Tali affermazioni non integrano una non-consentita applicazione analogica della legge penale ma sì correlano ad una corretta lettura della norma incriminatrice, conforme alla sua "ratio ", nel pieno rispetto della "intenzione del legislatore" ai sensi dell'art. 12, 1^ comma, delle disposizioni sulla legge in generale.
L'art.23 della legge n.319/1976 (che mitiga le sanzioni previste dal precedente art.21 nell'intervallo temporale intercorrente tra la richiesta ed il rilascio dell'autorizzazione) non si applica alla città di Venezia ed alla sua laguna, la cui tutela dall'inquinamento delle acque trova sanzioni penali specifiche nell'art.9 della legge n. 171/1973. Ed in proposito deve evidenziarsi che:
- la legge 16 aprile 1973,n. 171, concernente interventi per la salvaguardia di Venezia, è antecedente alla legge 10 maggio 1976,n.319 ed ha sicuramente caratteri di "specialità" rispetto a quest'ultima;
- in particolare, le previsioni degli ultimi due commi dell'art.9 della legge n. 171/1973, come sostituiti dalla legge n.690/1976, si trovano in rapporto di specie a genere con quelle corrispondenti degli artt. 21 e 22 della legge n.319/1976, in quanto contengono elementi specializzanti (effettuazione degli scarichi in un ecosistema particolarmente delicato quale quello lagunare) non contenuti nella norma generale;
- i principi fissati dall'art. 15 delle disposizioni sulla legge in generale, in materia di abrogazione implicita, non si applicano nel caso in cui la norma anteriore sia "speciale" e quella sopravvenuta "generale", a meno che non risulti una diversa volontà del legislatore;
- una siffatta "diversa volontà" del legislatore è esclusa, nella materia in esame, dall'art. Iter della legge n.690 dell'8 ottobre 1976 che, introducendo due commi ulteriori nella formulazione dell'art.26 della legge n.319/1976, ha testualmente previsto che "restano in vigore le disposizioni di cui alla legge 16 aprile 1973,n. 171, concernente interventi per la salvaguardia di Venezia,
nonché al D.P.R. 20 settembre 1973,n.962, recante tutela della città di Venezia e del suo territorio dall'inquinamento delle acque".

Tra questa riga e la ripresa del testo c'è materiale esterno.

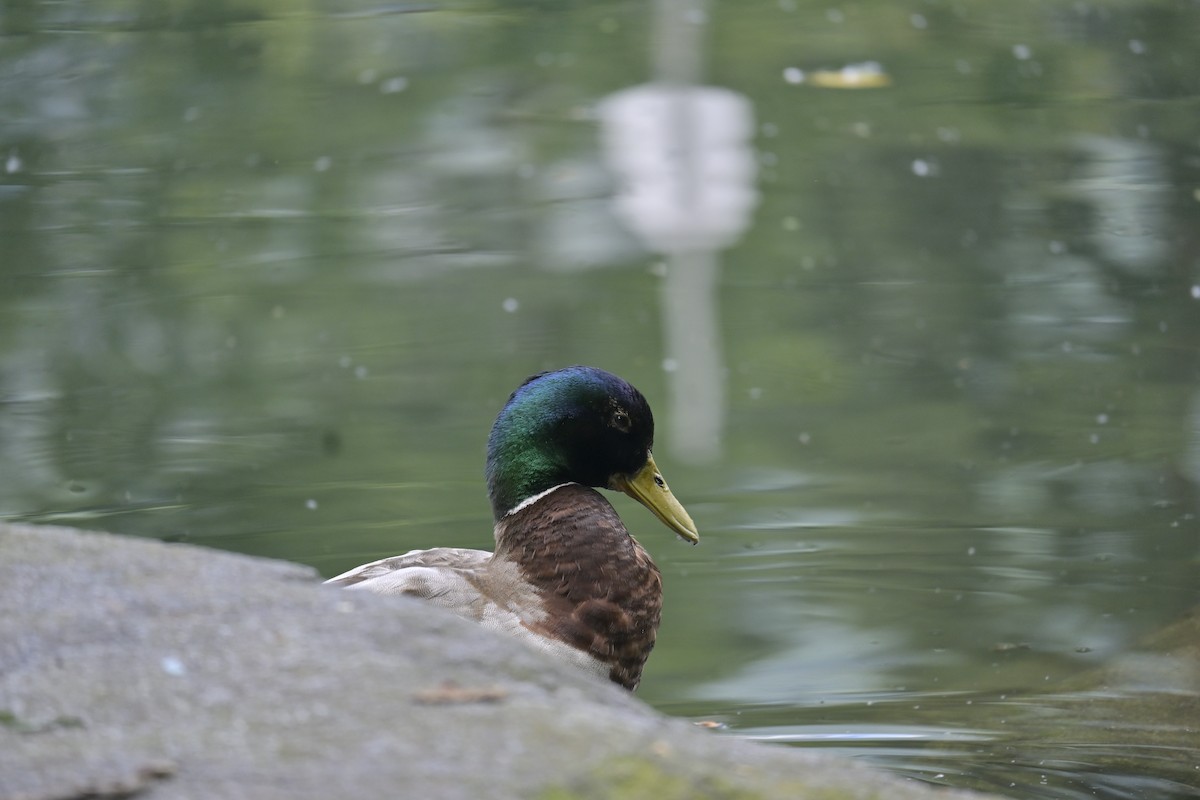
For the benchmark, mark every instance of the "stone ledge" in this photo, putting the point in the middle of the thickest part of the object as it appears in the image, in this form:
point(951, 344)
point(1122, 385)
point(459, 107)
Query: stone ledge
point(131, 667)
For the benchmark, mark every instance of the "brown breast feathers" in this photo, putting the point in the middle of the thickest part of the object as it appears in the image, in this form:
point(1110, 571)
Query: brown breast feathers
point(599, 587)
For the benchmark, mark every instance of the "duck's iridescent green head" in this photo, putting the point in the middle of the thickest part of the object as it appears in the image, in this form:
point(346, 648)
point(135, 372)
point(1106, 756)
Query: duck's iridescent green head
point(579, 425)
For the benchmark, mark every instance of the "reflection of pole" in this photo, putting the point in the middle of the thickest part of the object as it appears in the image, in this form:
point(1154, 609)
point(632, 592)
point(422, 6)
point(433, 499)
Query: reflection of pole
point(682, 155)
point(694, 347)
point(677, 49)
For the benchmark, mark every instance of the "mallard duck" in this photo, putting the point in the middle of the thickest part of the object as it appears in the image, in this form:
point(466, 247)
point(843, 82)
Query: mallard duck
point(567, 576)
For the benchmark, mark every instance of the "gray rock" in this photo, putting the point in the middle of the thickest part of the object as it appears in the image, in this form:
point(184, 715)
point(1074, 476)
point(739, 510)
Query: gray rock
point(131, 667)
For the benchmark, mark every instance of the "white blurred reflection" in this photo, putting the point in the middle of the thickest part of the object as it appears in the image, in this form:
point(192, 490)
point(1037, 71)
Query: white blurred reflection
point(685, 170)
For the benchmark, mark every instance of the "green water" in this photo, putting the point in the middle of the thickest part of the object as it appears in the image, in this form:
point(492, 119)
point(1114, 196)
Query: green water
point(268, 271)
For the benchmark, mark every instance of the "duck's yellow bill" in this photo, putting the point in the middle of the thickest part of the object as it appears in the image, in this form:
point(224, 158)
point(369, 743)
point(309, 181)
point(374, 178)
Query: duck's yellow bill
point(647, 487)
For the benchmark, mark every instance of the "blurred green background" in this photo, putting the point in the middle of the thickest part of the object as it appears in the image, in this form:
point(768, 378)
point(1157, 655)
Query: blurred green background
point(268, 270)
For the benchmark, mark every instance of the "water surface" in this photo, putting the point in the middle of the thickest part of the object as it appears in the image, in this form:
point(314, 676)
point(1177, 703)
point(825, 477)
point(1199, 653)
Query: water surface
point(922, 342)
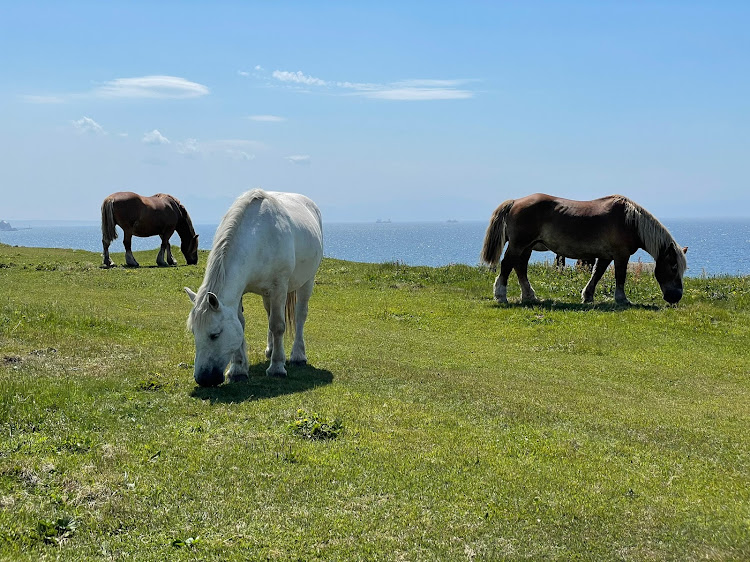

L'estraneità al regime normativo speciale per Venezia della previsione "mitigatrice" contenuta nell'art.23 della legge n.319/1976 non significa, però, che la fattispecie in esso prevista non integra reato in quel territorio esposto a rischi particolari, ma comporta quale conseguenza che in quello stesso territorio l'effettuazione di scarichi comune non autorizzati è punita ai sensi del penultimo comma dell'art.9 della legge n. 171/1973.
La sentenza impugnata, pertanto, deve essere annullata con rinvio, per nuovo esame, alla Pretura di Venezia.
P.Q.M.
La Corte Suprema di Cassazione, visti gli artt. 608, 611 e 623 c.p.p., annulla la sentenza impugnata con rinvio alla Pretura di
Venezia.
Così deciso in Roma, il 27 aprile l998.